Every few minutes, I looked to see what was happening outside while I tried to reach Parker. Each time, the water seemed closer than the last time, but since there were no street lights, it was difficult to tell. By then, water was probably more than a foot deep where Aurora met Washington, the only way to drive to our house which sat at the dead end of Aurora. I tried calling my husband again. The call went to voice mail. I hit the redial, saying to myself, “Please answer, please, please, please” and “Thank you,” when he finally picked up. He had just pulled into the school parking lot two blocks from home.
“Traffic was crazy. They have Washington blocked off.”
“I thought they would. Did you hear anything about that the reporter?”
“The radio said she broke her wrist. Except for a few other bruises, she'll be okay."
I waited at the window until I saw a flashlight bouncing up the street. I opened the garage door to find Parker, soaked trench coat over trousers folded to his knees, his shoes, socks, and the flashlight from the car in hand.
“Come see,” he said, setting his shoes on the garage floor. I rolled up the legs of the pajamas that I had put on after being soaked in the rain earlier. I pulled on Parker’s high rubber boots and the rain slicker I had hung in the garage to dry.
The water had reached the bottom of our driveway. We waded down the street until the ubiquitous water reached mid-calf. We could hear the distant motor of a generator. By flashlight, we saw the creek had flooded basements and was inching up porch steps. It looked like everyone close to the creek had evacuated. I could only imagine the messes they would return to after the storm. I wanted to cry.
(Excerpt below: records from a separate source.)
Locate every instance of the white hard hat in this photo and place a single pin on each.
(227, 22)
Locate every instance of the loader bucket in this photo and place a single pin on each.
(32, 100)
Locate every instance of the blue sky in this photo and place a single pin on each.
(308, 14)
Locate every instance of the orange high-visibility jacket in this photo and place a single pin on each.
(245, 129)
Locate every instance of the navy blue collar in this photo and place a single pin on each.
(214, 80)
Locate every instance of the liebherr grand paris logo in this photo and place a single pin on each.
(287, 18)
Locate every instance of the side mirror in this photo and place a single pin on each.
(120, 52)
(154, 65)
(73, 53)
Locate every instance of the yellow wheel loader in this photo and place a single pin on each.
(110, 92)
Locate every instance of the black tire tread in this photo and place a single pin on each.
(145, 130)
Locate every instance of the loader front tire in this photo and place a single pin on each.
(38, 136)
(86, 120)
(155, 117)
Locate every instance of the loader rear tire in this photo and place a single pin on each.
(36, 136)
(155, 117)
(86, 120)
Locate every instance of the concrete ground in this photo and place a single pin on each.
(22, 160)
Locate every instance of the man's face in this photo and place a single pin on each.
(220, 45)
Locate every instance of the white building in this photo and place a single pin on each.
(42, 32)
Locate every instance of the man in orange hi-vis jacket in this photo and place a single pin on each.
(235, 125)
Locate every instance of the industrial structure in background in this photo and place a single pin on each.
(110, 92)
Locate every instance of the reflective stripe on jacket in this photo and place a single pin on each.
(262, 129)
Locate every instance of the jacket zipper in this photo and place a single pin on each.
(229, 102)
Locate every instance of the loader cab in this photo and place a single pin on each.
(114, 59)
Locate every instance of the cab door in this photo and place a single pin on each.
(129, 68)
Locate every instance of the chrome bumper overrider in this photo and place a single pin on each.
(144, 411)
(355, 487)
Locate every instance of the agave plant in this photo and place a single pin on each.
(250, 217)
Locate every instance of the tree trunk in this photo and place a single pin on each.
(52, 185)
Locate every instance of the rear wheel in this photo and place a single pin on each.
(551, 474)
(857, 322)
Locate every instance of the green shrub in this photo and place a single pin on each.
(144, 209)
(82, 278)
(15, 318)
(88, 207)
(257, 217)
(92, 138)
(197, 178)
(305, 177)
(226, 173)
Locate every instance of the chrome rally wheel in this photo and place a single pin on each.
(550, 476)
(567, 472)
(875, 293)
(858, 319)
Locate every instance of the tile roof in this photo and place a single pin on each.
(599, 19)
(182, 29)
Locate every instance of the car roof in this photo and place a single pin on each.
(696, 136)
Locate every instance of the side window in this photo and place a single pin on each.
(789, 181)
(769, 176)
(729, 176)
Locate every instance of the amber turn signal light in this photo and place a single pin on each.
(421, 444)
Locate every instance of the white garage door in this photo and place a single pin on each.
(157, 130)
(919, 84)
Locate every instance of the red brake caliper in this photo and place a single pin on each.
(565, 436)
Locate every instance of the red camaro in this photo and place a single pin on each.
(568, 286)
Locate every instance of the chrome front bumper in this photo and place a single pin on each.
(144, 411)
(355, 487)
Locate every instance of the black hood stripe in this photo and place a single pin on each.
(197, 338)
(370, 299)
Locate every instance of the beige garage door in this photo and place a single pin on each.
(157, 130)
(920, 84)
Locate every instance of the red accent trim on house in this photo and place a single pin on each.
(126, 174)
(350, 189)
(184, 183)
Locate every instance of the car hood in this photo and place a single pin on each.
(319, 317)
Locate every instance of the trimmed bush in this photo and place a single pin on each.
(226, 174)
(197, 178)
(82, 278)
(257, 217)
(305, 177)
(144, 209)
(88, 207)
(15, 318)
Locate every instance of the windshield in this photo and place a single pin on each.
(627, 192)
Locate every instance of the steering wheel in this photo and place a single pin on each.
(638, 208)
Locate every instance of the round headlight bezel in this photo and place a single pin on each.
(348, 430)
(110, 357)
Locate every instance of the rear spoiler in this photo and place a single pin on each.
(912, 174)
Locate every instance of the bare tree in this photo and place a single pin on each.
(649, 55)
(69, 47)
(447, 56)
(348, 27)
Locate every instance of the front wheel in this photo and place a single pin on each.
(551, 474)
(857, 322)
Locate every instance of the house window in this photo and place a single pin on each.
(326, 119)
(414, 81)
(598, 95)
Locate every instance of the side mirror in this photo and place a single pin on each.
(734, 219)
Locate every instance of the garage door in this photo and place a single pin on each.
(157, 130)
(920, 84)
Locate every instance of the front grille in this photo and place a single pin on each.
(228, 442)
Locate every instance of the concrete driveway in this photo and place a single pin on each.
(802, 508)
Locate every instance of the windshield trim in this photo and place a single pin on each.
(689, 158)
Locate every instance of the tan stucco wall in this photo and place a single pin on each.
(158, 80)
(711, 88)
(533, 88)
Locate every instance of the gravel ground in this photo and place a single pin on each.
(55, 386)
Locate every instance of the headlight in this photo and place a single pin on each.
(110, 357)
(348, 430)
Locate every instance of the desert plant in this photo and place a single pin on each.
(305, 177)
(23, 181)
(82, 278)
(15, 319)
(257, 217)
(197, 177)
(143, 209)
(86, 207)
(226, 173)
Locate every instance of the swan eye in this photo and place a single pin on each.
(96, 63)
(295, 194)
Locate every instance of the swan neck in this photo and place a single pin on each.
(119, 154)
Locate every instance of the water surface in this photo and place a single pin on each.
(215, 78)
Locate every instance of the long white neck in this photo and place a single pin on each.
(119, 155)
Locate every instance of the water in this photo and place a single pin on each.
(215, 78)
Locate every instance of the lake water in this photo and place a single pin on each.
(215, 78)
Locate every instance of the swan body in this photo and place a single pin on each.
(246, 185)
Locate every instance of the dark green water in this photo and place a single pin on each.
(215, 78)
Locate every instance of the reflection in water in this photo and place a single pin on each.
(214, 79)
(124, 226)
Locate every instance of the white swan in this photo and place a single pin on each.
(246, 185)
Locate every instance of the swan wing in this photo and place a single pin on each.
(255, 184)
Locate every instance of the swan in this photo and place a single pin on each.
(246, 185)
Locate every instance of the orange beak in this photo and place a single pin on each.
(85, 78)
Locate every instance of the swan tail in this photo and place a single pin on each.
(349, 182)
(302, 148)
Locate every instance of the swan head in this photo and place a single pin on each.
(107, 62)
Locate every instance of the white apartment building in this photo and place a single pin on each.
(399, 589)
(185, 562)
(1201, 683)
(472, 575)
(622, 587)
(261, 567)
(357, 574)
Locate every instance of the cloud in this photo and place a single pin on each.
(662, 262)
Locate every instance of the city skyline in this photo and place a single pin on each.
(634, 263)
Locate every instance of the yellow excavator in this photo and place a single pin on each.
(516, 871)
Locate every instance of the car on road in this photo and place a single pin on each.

“Let’s get inside,” I said. “I’m freezing.” On the way back to the house, the rain died to a drizzle, but we knew that water from the surrounding hills would still flow into the creek which might continue to rise for hours.
Parker had been walking through water that might have overflowed from sewers, so he wanted to shower. He dumped his wet clothes on the garage floor and pulled me toward the bathroom where I peeled off my PJs and jumped into the shower with him. Quickly, we soaped and applied shampoo, then rinsed before the warm water ran out.
Parker put on fresh jeans and T-shirt while I opted for spandex leggings and a turtleneck. We ate sandwiches at my work table in the family room. Parker occasionally took the flashlight to the door to see the water creeping up the driveway. He lit a fire while I anxiously watched the water lapping at the sliding glass doors where the basement floor was at its lowest point. At first water seeped into the room only an inch from the doors, then three, then seven. After we moved the first three pieces of furniture upstairs, the water stopped inching forward and began to recede.
The power was still off. With our hectic schedules, it was a rare treat to prop ourselves on throw pillows in front of the fire and talk for hours like we used to do. We sipped mugs of hot tea, made with water heated in the fireplace.
In front of the fire, my husband’s face looked soft and young. His clothes took on a warm glow. His wedding ring sparkled with orange light. When he looked at me, Parker’s eyes reflected flames as if they, too, were on fire.